Oscar and Hammerstein's sunny take on Oklahoma and a beautiful America overall has led to a more realistic take on that classic musical (
my review of the 2019 update ). The protest movement about police brutality, has brought new attention to the brutal attacks on black residents and businesses of Tulsa's Greenwood district.

The people under siege in Oklahoma Crude are white but their story points to yet another situation that has made America great for the rich and powerful. The time is 1913 and the setting an Oklahoma oil rig and its heroine is a tough woman named Lena Doyle (Faye Dunaway) who finds her hopes of changing her luck when the rig she's working gushes a million dollar fortune of crude oil.

The problem is that a group of ruthless, business men affiliated with an outfit called the Pan-Oklahoma oil trust try to persuade her to work under their auspices and settle for just a small percentage of the money. But Lena decides to fight for what's rightfully hers. The tycoons are represented by Hellman, (Jack Palance), a nasty mobster and his stop-at-nothing helpers.

But though Lena almost loses her life, she finds herself with two resourceful allies her estranged father Cleo (John Mills) and a drifter and hired gun slyly named Noble Mason (George C. Scott). Viewers are obviously going to root for Lena to not only succeed but that the relationship with Scott and her father will result in a happy ending for Lena's enterprise as well as her lonely and embittered take on life.

Sure, it's something of an old-fashioned wild west potboiler.
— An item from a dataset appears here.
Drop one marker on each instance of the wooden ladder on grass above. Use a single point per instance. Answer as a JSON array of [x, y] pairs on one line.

But with these actors to create complex, three-dimensional characters, the familiarity of some of 108 minutes doesn't matter. Fay Dunaway not only looks sensational but brings Lena vivid life. George C. Scott is one of those actors who never knew to be anything less than wonderful. He manages to make Morgan not only interesting and likable but often quite funny. John Mills is so winning that he sometimes steals the show. As for Jack Palance, I can't think of an actor who does villainy better than any actor of that era. And . with Stanley Kramer directing . don't count on Marc Norman's to end as expected.

The cinematic details are riveting. Ultimately, Oklahoma Crude succeeds in being relevant, and yet a refreshing escapist entertainment. .

The Hour

Don't confuse this British series available to Acorn subscribers with the star-studded 2002 movie The Hours based on Michael Cunningham's novel and scripted by David Hare. The Hour is a six-part BBC thriller. Unlike Apple's
The Morning Show this is about an evening new broadcast. Typical of most series, it too too boasts a topnotch cast and staging.
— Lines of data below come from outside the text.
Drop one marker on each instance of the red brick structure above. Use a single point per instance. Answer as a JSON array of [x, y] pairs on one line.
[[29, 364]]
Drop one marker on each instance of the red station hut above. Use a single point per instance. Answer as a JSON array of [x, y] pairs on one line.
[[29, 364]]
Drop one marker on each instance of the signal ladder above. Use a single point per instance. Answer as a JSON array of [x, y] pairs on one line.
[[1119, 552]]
While The Morning Show was designed to be very much in the moment, The Hour takes us back to the 1950s. That provides plenty of that era's atmosphere (the sexism, the around the clock smoking) as well historic crises to blend into the overall take on ambition, sexual entanglements behind the camera, not to mention, deadly acts requiring journalistic perseverance to unfold. It's all very smart and stylish and without the longueurs that tend to slow down this episodic format.

The scenario' revolves around Freddie Lyon (Ben Whishaw), a take-no-prisoners to get at the truth reporter, Bel Rowley (Romola Garai), a young woman smart enough to be a producer at a time when this was strictly male territory. Bel and Freddie are long time friends and a rightly bonded team, but that bond is changed when Hector Madden (Dominic West), is brought on as the show's chief anchor for his good looks and charm.<

Madden's charm is not lost on Bel so a triangle ensues, but what really propels The Hour into non-stop binge territory is Freddie'a compulsive investigation of a childhood friend's mysterious death, which he's convinced was murder by some mysterious powerful group. Ben Witshaw is mesmerizing as a man to whom the truth is a do or die proposition.

Abi Morgan has managed to create a script that balances the complex and interesting personal lives for her characters with the often frantic ups and downs as media professionals committed to covering the news of the day no matter what. While Garai, Wiitshaw and West are the stars, the tightly plotted script includes ample opportunity for other cast members to shine — for example, Randal Brown (Peter Capaldi), the new department head who recognizes that Madden has allowed celebrity to fuel his taste for drink and women, Oona Chaplin as Madden's wife, and foreign desk war correspondent Lix Storm (Anna Chancellor) with whom Brown shares a past

If you're looking for a show that superbly exemplifies the genre at its very best, and more. Add to this tht the look of the era is impeccably detailed, and The Hour is very much worth your screen watching time. The portrait it paints of a country still too exhausted from a long war and thus clinging to its old ways (a have and have not class system) to accept change. Sound familiar?